Well, unlike many other weather sayings, there’s actually more than a grain (or should I say a flake) of truth in this one.
Antarctica is the ‘driest’ place on the planet
One ingredient of snow is obviously freezing temperatures. But, in fact, even if it’s not quite freezing at ground level, it’ll normally be freezing not far above your head. That’s why snow can reach us when we’re actually just above zero.
The other ingredient is water – and this is crucial. The ‘sweet-spot’ for snowfall is when it’s cold, but still warm enough to hold sufficient moisture to allow flakes to form.
The colder the air is, the drier it also tends to be. Air at freezing point can hold just a quarter of the moisture that air at room temperature can. By the time we get down to a bone-chilling minus 12 degrees C, it can hold only a tenth of the moisture. At absolute zero (minus 273 Celsius to be precise) there is no moisture, so snow is impossible.

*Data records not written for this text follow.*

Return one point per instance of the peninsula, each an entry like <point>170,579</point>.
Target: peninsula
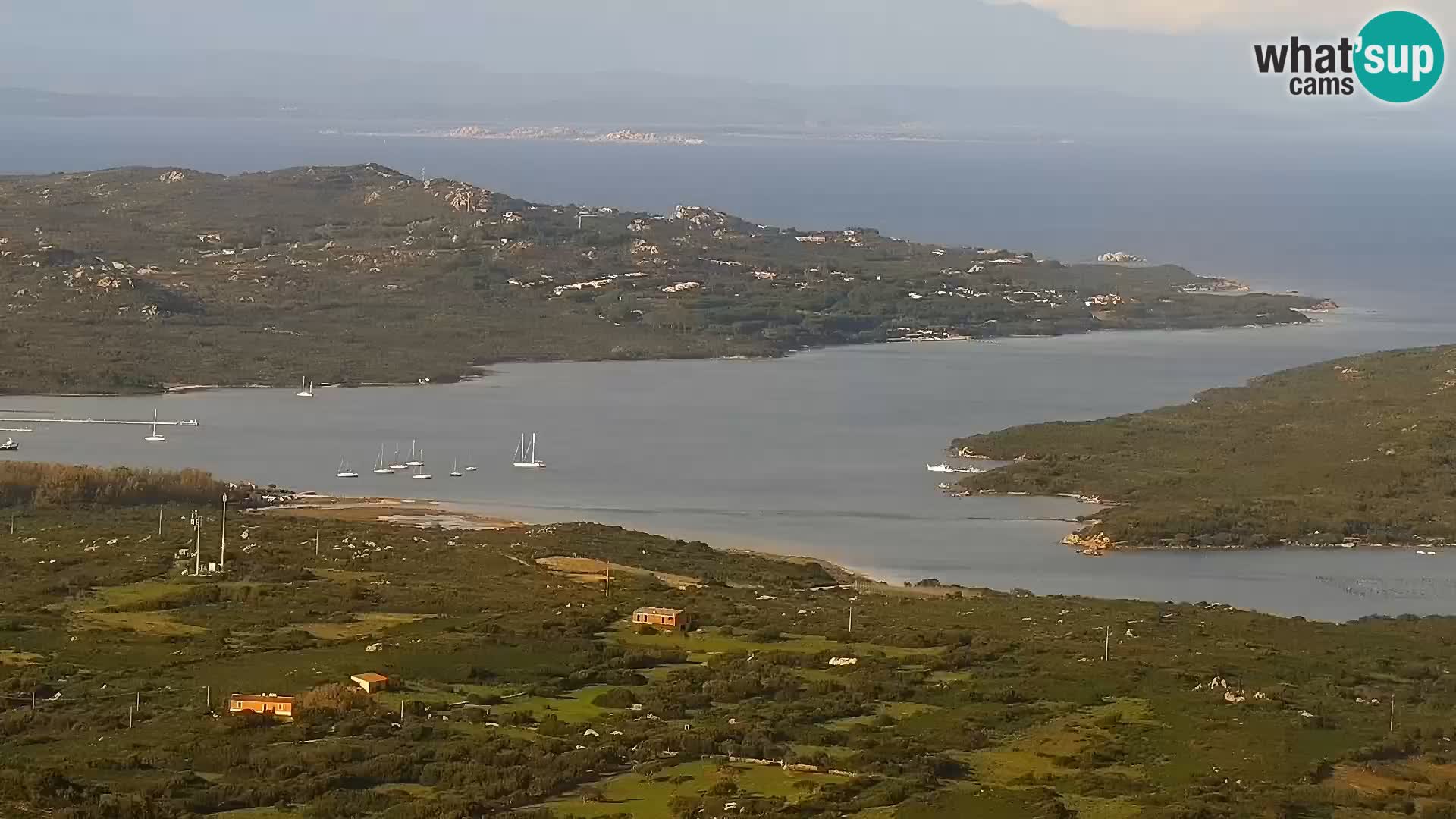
<point>140,279</point>
<point>1356,450</point>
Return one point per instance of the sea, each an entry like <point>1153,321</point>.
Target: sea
<point>824,452</point>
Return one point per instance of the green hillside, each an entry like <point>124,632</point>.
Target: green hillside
<point>517,689</point>
<point>1360,449</point>
<point>145,278</point>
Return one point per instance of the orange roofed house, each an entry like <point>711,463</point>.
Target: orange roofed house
<point>262,704</point>
<point>661,618</point>
<point>370,681</point>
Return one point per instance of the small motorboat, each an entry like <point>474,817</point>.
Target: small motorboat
<point>948,468</point>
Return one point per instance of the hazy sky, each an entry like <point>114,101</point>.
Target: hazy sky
<point>1185,50</point>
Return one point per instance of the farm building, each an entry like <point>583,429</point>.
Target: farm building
<point>370,681</point>
<point>663,618</point>
<point>261,703</point>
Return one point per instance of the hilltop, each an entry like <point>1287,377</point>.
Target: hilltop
<point>1359,449</point>
<point>139,279</point>
<point>516,687</point>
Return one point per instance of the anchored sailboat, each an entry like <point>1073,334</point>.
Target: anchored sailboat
<point>398,464</point>
<point>526,455</point>
<point>155,438</point>
<point>379,465</point>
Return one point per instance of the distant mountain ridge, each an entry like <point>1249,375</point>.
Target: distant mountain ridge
<point>363,275</point>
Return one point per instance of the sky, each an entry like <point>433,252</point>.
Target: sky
<point>1193,52</point>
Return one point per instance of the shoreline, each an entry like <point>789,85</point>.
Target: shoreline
<point>484,371</point>
<point>431,513</point>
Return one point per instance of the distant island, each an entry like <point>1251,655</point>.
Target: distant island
<point>1347,452</point>
<point>142,279</point>
<point>542,133</point>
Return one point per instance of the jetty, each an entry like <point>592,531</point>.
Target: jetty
<point>149,422</point>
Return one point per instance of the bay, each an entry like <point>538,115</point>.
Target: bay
<point>819,453</point>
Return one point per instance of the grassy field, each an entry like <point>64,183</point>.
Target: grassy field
<point>539,695</point>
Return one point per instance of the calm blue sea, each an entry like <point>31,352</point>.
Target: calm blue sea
<point>824,452</point>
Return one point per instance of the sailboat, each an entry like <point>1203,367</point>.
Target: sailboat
<point>397,464</point>
<point>379,465</point>
<point>526,455</point>
<point>155,438</point>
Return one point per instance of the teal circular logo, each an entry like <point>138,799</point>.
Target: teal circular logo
<point>1400,57</point>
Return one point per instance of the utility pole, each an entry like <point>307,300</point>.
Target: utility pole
<point>221,557</point>
<point>197,551</point>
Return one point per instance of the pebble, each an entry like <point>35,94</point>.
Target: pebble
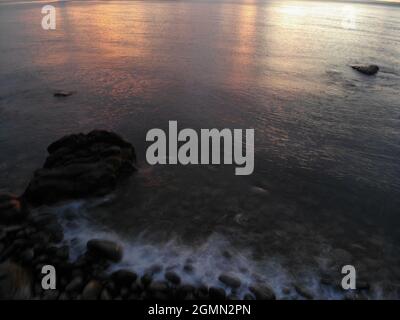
<point>230,280</point>
<point>216,293</point>
<point>173,277</point>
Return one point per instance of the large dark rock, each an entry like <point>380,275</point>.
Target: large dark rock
<point>230,280</point>
<point>81,165</point>
<point>105,249</point>
<point>262,292</point>
<point>12,209</point>
<point>368,69</point>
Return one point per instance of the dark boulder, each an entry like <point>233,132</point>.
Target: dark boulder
<point>81,165</point>
<point>105,249</point>
<point>92,290</point>
<point>12,209</point>
<point>367,69</point>
<point>173,277</point>
<point>230,280</point>
<point>124,277</point>
<point>262,292</point>
<point>15,282</point>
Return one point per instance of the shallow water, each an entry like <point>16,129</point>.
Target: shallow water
<point>325,191</point>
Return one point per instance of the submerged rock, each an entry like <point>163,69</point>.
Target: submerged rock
<point>173,277</point>
<point>230,280</point>
<point>367,69</point>
<point>105,249</point>
<point>124,277</point>
<point>262,292</point>
<point>81,165</point>
<point>63,94</point>
<point>92,290</point>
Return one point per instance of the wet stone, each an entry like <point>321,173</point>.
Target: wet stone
<point>173,277</point>
<point>92,290</point>
<point>230,280</point>
<point>216,293</point>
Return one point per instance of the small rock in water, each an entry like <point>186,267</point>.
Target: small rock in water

Well it may not be quite as cold as minus 273C, but this is the reason Antarctica is the ‘driest’ place on the planet. The snow and ice there has taken tens of thousands of years to accumulate because the air is just so cold.
It’s often the arrival of warmer, moister air – not too warm of course, but just warm enough – that triggers the development of snow flakes. So after several days of bitter cold, listen out for the arrival of a warm front, not a cold front, in the forecast. Ironically, it’s this that can often ultimately usher in the white stuff.